It you were to ask my father, a man of Jewish faith, raised in a strict Orthodox home, why he celebrated Christmas, this is how he would answer: “You can’t get away from it, what are you going to do, hide your head in the sand?” He didn’t voice resentment or personal humiliation celebrating Christmas. My father ignored regulations and conventions for a living. So a religious variance was no different. Half his associates were Jewish, and the other half were Italian. This may account for his interpretation of the Holidays.
In the first weeks of November, I would get a call asking to meet my father in Beverly Hills and pick out the holiday cards. The meeting began like this every year.
“Is that all you have to wear to go shopping?” he would say, examining my unmatched jeans and pull-over sweater.
“What’s wrong with this outfit?” I asked.
“For crying out loud! You look like a gypsy,” he said.
“After we finish here, go to Saks and pick out something for the holidays,” he said. “You can’t go to Arthur’s like that!”
Then I would follow behind him, twitching with scorn until we sat down to look through the sample books. First, we looked over the messages suited to both Jewish and Catholic faiths. Then we chose a card, a font style, a color, and then he began editing the message. It usually took several hours. He wore his thick reading glasses and studied each sample card. He asked the sales clerk many questions. I remember showing signs of waning interest, and then he’d take off his glasses, stare directly in my eyes, and say, “What is it Luellen? Am I asking too much of you again?”

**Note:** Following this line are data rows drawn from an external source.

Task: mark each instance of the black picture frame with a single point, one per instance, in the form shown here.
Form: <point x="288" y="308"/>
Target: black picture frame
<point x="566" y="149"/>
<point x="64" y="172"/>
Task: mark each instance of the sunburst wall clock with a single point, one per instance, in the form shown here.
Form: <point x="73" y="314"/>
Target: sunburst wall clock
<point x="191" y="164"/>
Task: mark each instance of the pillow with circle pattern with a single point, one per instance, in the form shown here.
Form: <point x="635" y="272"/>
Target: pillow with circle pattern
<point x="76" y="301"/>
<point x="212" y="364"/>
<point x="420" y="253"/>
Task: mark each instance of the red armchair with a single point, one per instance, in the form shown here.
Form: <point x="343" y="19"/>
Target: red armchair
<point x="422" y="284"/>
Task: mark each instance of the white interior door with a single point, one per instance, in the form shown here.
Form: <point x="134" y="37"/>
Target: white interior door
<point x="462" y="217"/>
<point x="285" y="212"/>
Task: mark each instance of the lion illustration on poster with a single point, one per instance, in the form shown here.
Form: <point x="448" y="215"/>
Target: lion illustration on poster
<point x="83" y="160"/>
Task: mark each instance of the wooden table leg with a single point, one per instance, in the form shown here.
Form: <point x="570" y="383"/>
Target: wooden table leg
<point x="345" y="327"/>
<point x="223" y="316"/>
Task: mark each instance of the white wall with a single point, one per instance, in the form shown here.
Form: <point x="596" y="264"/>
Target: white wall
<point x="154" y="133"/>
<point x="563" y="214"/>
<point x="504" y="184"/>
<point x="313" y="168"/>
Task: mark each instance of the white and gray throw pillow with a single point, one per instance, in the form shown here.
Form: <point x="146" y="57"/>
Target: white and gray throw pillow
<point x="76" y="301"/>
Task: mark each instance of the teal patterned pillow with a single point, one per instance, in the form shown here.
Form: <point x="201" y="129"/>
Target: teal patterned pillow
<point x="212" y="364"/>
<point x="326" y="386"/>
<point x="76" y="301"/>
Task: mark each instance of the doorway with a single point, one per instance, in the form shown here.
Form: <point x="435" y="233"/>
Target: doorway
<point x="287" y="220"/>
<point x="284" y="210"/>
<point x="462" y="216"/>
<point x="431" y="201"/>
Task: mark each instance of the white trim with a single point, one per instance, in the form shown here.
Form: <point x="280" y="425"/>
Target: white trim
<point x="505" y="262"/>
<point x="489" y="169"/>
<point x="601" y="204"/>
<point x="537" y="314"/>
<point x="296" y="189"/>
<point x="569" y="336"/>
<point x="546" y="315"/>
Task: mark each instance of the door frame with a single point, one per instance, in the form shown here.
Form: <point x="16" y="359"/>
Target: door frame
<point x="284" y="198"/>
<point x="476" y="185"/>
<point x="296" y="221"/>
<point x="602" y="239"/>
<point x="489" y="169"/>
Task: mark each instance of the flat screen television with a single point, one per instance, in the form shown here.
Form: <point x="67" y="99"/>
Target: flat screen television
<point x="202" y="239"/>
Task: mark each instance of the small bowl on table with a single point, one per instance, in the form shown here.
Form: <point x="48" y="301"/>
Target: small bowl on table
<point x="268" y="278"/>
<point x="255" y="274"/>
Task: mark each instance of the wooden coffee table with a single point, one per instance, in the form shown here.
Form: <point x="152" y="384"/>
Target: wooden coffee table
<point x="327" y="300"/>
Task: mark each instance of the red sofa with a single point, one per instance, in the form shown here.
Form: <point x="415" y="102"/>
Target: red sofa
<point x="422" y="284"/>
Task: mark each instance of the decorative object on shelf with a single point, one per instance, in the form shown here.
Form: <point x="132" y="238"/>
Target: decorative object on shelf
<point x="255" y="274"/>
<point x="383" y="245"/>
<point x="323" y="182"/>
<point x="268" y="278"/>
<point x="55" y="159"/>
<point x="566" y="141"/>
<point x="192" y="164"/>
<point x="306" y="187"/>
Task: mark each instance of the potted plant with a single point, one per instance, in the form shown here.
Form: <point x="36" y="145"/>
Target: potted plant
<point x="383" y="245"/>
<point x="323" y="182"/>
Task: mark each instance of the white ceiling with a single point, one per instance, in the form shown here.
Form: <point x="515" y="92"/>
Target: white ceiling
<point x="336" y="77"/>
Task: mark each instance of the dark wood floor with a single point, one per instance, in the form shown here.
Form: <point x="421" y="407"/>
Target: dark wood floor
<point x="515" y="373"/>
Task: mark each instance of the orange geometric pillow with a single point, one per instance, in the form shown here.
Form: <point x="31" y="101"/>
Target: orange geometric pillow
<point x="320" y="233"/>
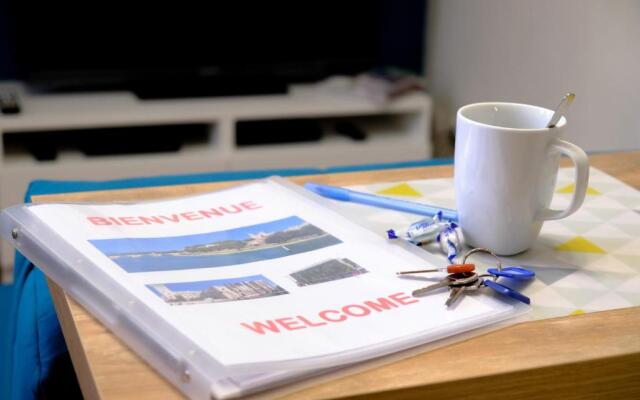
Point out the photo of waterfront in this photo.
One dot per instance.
(217, 291)
(269, 240)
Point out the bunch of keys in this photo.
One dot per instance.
(462, 278)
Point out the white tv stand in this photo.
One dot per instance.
(397, 131)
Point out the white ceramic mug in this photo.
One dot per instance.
(506, 163)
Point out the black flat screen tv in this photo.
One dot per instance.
(168, 49)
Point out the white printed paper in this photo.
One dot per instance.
(262, 276)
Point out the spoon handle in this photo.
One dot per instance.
(561, 110)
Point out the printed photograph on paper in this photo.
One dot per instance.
(330, 270)
(217, 291)
(269, 240)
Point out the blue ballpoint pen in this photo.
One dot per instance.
(342, 194)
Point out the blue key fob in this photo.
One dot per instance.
(518, 273)
(507, 291)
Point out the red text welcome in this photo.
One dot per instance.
(331, 316)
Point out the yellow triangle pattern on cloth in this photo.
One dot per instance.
(579, 244)
(570, 188)
(403, 189)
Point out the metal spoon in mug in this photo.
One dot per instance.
(561, 110)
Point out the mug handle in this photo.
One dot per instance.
(581, 162)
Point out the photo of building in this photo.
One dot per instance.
(330, 270)
(216, 291)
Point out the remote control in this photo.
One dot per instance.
(9, 103)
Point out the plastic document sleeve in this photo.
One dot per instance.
(184, 358)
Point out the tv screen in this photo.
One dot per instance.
(216, 46)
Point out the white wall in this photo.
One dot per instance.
(534, 51)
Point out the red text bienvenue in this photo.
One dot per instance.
(330, 316)
(175, 218)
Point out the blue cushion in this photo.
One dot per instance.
(34, 361)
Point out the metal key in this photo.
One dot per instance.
(428, 289)
(452, 280)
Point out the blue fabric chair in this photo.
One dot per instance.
(34, 361)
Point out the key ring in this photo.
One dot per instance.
(487, 251)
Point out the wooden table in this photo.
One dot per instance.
(593, 355)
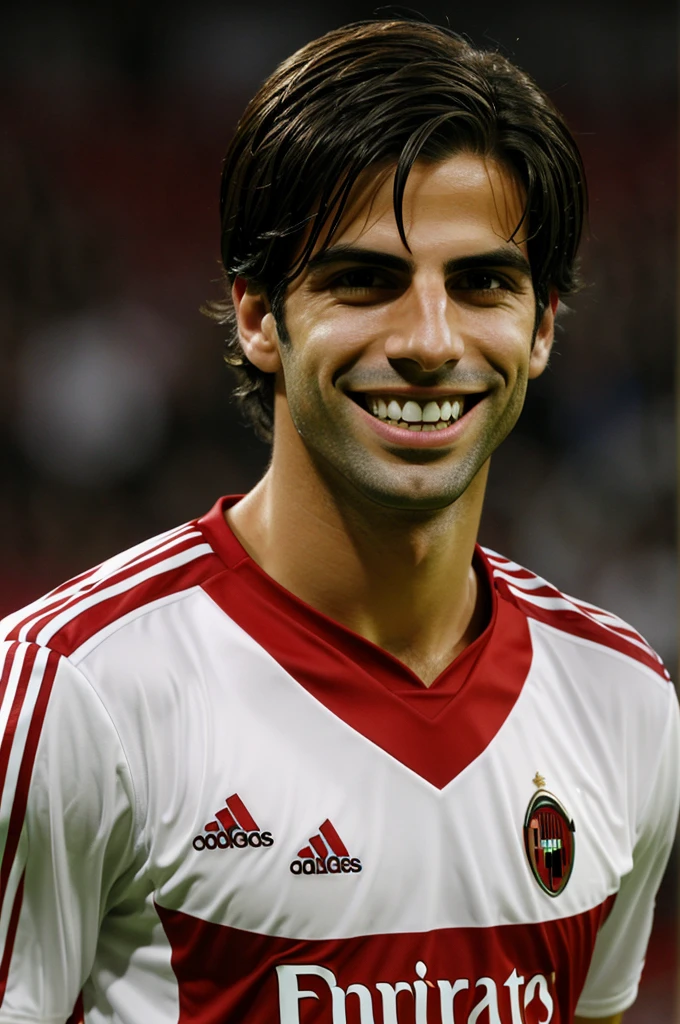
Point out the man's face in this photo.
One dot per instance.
(406, 370)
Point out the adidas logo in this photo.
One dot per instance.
(327, 854)
(232, 826)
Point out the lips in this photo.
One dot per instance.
(416, 414)
(417, 421)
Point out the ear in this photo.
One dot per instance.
(544, 337)
(257, 328)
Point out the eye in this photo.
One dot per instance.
(363, 283)
(480, 281)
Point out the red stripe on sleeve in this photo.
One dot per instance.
(11, 935)
(6, 669)
(319, 847)
(244, 817)
(26, 769)
(17, 704)
(226, 819)
(333, 840)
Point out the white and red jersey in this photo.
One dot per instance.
(220, 806)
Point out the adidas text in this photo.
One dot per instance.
(237, 838)
(326, 865)
(460, 1000)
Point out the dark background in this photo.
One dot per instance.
(116, 420)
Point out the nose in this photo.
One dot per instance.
(428, 332)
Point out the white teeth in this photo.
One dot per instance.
(431, 413)
(412, 413)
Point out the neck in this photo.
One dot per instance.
(401, 580)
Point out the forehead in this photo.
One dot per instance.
(461, 203)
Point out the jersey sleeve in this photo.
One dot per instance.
(618, 961)
(67, 832)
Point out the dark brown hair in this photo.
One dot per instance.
(370, 94)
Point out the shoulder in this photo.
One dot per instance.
(156, 571)
(544, 603)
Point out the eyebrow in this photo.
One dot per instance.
(503, 256)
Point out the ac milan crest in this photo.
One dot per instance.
(549, 841)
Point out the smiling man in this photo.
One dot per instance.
(317, 757)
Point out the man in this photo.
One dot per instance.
(317, 757)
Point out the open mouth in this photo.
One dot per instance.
(417, 414)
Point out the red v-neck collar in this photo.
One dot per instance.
(436, 731)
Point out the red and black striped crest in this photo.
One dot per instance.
(549, 840)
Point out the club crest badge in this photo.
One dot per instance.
(549, 840)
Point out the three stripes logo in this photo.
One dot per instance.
(232, 826)
(327, 854)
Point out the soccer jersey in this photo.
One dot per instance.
(220, 806)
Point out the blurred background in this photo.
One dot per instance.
(116, 420)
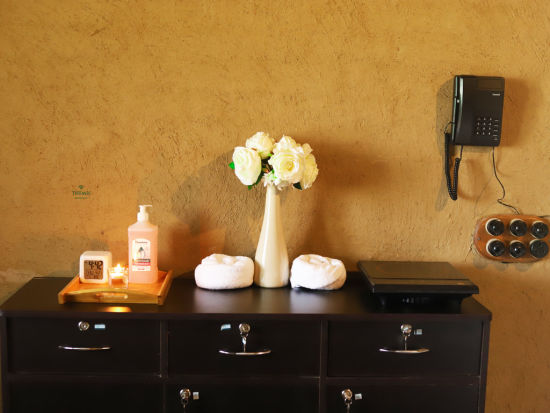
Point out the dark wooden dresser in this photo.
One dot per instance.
(250, 350)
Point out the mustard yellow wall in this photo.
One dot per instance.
(144, 101)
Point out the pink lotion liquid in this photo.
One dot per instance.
(142, 250)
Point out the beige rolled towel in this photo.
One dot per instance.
(317, 273)
(224, 272)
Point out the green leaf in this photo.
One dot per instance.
(257, 181)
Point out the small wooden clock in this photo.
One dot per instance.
(94, 266)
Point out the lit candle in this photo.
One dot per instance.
(118, 275)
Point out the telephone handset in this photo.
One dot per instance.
(477, 118)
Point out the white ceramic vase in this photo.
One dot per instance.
(271, 261)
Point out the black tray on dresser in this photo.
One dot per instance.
(417, 283)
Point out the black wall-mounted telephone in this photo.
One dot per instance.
(477, 118)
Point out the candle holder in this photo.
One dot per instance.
(118, 276)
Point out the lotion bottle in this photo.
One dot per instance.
(142, 249)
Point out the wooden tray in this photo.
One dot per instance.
(156, 293)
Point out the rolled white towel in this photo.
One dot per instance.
(317, 273)
(223, 272)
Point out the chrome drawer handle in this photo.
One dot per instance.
(73, 348)
(244, 329)
(398, 351)
(244, 353)
(406, 330)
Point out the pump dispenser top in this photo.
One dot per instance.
(143, 215)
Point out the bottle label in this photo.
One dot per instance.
(141, 255)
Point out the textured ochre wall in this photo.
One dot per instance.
(144, 101)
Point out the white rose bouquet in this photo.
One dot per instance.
(282, 164)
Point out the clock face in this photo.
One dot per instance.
(93, 269)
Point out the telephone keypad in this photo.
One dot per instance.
(486, 126)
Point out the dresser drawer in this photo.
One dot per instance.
(433, 348)
(83, 346)
(405, 396)
(63, 396)
(272, 347)
(246, 396)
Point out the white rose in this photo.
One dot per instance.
(307, 149)
(262, 142)
(248, 165)
(285, 143)
(310, 173)
(289, 164)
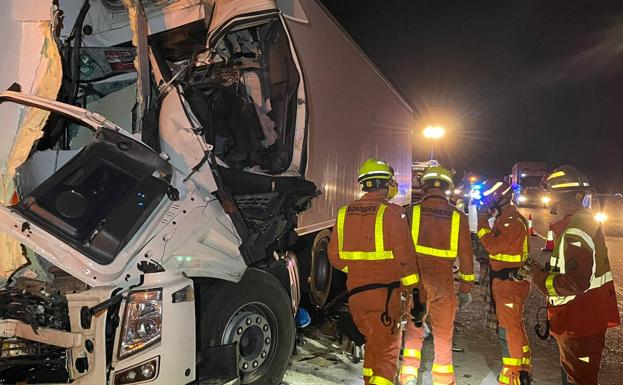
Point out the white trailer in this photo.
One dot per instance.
(163, 247)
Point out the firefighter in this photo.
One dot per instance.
(440, 234)
(371, 243)
(507, 245)
(582, 303)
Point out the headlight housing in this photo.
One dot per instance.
(142, 321)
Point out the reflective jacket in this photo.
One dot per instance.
(371, 243)
(440, 233)
(507, 242)
(579, 286)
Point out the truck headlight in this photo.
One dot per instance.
(142, 321)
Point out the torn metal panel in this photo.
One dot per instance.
(38, 68)
(139, 29)
(226, 10)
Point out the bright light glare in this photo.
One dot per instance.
(434, 132)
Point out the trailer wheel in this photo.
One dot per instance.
(257, 315)
(321, 274)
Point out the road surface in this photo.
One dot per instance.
(321, 362)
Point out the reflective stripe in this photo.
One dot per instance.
(444, 369)
(378, 380)
(467, 277)
(410, 279)
(492, 189)
(452, 252)
(379, 245)
(507, 258)
(559, 263)
(512, 361)
(570, 184)
(412, 353)
(407, 370)
(556, 175)
(549, 284)
(482, 232)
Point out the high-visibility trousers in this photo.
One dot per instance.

“No,” I answered. He could feel my impatience with the assignment.
“Which color do you like?” he asked.
“I like the gold,” I said.
“We did gold last year, this year should be different,” he said.
Once he settled on all the details, he ordered 200 cards. It never occurred to me that he wanted my participation because I had something to offer. I thought he just wanted company. He could not stand to be alone during the holidays.
Once the cards were delivered, I was told to come over and help address the envelopes because he liked my handwriting. We sat on the same blue-and-green, crushed-velvet sofa he had since he moved into the Doheny Towers. While I crouched over the glass coffee table, he held his guarded black telephone book and watched me write out each envelope. He compared all the cards he had received from the previous year against his own list to avoid missing anyone. Sometimes I did not finish until after midnight, and left him sitting there studying and counting the envelopes. Every year, the completion of the cards was the event that signified the beginning of the holidays.
The next phone call would be to come over and wrap the Christmas presents. I failed in this category, and my sister took over. It was worse than the cards because if her wrapping was unsatisfactory, she had to do it all over.
The next ritual was the outfit, the one I would wear to Arthur’s Thanksgiving party. This had to be classic and colorful. He always said to avoid black because I should save that for when I’m older. He had to preview the outfit before, and if he disapproved, he would accompany me back to the store to select something else. Appearances were not everything he used to say; they were number one in making an impression.
All through my 20s, I had to maintain two wardrobes — one for him, and one for me. I’m still dressing one part Al Smiley’s daughter and one part Loulou.